Lying to plunge a nation into war is a grave offense. By one estimate, Bush’s Iraq war has killed 100,000 civilians. That’s more people than Hitler killed in the invasion of Poland (70,000) in 1939 or during his “Blitz” of England (60,000) in 1940. Surely, aggressive war fits into the Constitution’s “high crimes and misdemeanors” category as an impeachable offense.

What’s more, as former Vice President Al Gore just charged, by authorizing the National Security Agency taps on civilians without court approval, Bush broke the law repeatedly and put “America’s Constitution in grave danger.”

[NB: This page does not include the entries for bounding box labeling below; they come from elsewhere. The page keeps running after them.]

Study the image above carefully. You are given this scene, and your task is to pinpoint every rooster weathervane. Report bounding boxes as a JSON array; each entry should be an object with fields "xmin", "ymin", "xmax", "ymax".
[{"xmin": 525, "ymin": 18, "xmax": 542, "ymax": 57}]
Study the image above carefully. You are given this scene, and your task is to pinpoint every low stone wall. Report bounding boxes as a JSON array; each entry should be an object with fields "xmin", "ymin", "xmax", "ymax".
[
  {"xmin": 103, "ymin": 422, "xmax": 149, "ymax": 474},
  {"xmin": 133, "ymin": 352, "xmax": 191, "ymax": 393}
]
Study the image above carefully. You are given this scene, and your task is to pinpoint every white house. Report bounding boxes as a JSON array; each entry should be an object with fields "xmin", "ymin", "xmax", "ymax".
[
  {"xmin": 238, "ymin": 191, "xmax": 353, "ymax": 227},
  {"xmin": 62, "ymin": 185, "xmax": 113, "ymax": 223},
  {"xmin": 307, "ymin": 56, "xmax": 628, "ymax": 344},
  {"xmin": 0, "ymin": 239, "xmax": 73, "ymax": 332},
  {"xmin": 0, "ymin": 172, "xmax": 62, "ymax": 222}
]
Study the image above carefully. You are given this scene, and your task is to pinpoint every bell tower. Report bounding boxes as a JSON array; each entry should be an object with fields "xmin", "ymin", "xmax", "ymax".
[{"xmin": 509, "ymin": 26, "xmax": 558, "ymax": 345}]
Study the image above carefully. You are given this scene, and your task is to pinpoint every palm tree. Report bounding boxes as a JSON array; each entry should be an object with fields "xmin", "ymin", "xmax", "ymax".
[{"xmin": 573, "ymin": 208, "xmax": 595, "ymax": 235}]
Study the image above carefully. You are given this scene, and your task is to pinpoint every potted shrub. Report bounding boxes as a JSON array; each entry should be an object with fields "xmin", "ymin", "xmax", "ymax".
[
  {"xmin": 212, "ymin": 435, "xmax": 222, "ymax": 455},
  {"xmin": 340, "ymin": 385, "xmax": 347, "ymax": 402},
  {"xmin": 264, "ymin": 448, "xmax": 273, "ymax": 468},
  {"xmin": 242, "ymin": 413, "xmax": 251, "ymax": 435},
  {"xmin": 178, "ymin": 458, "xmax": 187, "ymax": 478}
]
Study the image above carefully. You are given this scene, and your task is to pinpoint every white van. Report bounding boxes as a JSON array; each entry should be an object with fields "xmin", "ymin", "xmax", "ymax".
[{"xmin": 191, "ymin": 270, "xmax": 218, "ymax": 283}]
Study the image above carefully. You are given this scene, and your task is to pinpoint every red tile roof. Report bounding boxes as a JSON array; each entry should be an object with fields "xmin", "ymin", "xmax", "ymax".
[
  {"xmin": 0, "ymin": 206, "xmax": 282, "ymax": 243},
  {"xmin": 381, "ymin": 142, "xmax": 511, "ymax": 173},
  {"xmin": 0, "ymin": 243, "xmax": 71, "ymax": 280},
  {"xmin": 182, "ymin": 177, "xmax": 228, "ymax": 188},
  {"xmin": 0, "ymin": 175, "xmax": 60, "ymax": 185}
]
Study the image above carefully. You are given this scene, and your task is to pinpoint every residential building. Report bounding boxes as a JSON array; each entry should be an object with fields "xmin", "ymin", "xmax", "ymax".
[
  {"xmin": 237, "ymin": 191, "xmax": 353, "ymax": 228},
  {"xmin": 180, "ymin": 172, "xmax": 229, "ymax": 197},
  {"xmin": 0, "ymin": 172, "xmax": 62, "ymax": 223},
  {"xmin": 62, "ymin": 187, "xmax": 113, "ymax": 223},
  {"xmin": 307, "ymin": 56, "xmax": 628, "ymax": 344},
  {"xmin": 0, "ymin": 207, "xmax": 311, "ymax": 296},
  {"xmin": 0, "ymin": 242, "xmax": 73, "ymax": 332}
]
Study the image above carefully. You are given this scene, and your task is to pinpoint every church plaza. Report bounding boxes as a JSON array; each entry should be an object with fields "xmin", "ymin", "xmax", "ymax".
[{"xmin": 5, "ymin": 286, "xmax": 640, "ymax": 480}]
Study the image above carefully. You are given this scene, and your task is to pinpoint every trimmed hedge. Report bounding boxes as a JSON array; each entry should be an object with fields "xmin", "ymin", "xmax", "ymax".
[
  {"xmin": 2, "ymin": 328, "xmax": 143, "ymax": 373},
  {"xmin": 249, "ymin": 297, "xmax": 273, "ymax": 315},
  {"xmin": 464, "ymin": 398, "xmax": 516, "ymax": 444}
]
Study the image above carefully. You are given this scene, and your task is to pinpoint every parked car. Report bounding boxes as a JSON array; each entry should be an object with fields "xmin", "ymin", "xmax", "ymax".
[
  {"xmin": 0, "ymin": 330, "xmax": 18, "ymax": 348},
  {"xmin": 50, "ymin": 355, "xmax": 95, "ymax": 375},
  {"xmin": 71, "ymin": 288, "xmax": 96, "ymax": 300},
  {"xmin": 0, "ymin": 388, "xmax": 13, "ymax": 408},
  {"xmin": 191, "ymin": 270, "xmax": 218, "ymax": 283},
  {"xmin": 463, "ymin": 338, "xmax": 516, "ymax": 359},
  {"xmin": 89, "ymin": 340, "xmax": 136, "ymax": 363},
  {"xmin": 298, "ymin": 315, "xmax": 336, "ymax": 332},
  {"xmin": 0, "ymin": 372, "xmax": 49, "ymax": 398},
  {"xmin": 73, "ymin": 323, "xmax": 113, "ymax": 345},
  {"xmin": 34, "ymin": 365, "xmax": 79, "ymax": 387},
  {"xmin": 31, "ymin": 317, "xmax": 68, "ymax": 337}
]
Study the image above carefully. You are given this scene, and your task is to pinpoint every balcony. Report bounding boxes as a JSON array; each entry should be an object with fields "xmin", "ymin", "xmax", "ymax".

“If the president has the inherent authority to eavesdrop on Americans without a warrant, imprison citizens on his own declaration, kidnap and torture them, what can’t he do?” Gore asked. Bush also lied when he claimed his regime “does not torture” when, in fact, it does, according to Human Rights Watch and others. One report says as many as 200 captives have already been put to death without trial.

Gore went on to say, “When President Bush failed to convince Congress to give him all the power he wanted…he secretly assumed that power anyway, as if congressional authorization was a useless bother.”

Cheney also dissembled when he stated the Bush-ordered NSA wire taps “saved thousands of lives.” In fact, the only domestic “threat” unearthed from all those taps was one to attack the Brooklyn Bridge with a “blow torch,” a threat disputed by local officials, The New York Times reported.

By the way, the NSA has spied illegally on Americans before, most notoriously during the 1968 Democratic Convention. Two years later, NSA got caught monitoring U.S. citizens making overseas telephone calls.

Senator Arlen Specter, (R-Pa.), who will conduct the spy hearings, said if Bush broke the law ordering them, one remedy could be impeachment.

In his “The Imperial Presidency,” historian Arthur Schlesinger, Jr., wrote founder Ben Franklin believed that the impeachment provision in the Constitution was necessary. Otherwise, Franklin said, the only recourse to remove a president would be assassination, depriving the president of life and “of the opportunity of vindicating his character.”

As Virginia’s George Mason told the Constitutional Convention, “No point is of more importance than the right of impeachment should be continued. Shall any man be above Justice? Above all shall that man be above it, who (as President) can commit the most extensive injustice?”

Lying to start wars? Spying on Americans without warrants? Torture? Hey, what’s going down here? As President John Quincy Adams warned, if America became routinely involved in foreign wars, “the fundamental maxims of her policy would insensibly change from liberty to force” (and) “She might become the dictatress of the world. She would no longer be the ruler of her own spirit.” Is that what Bush and Cheney are up to?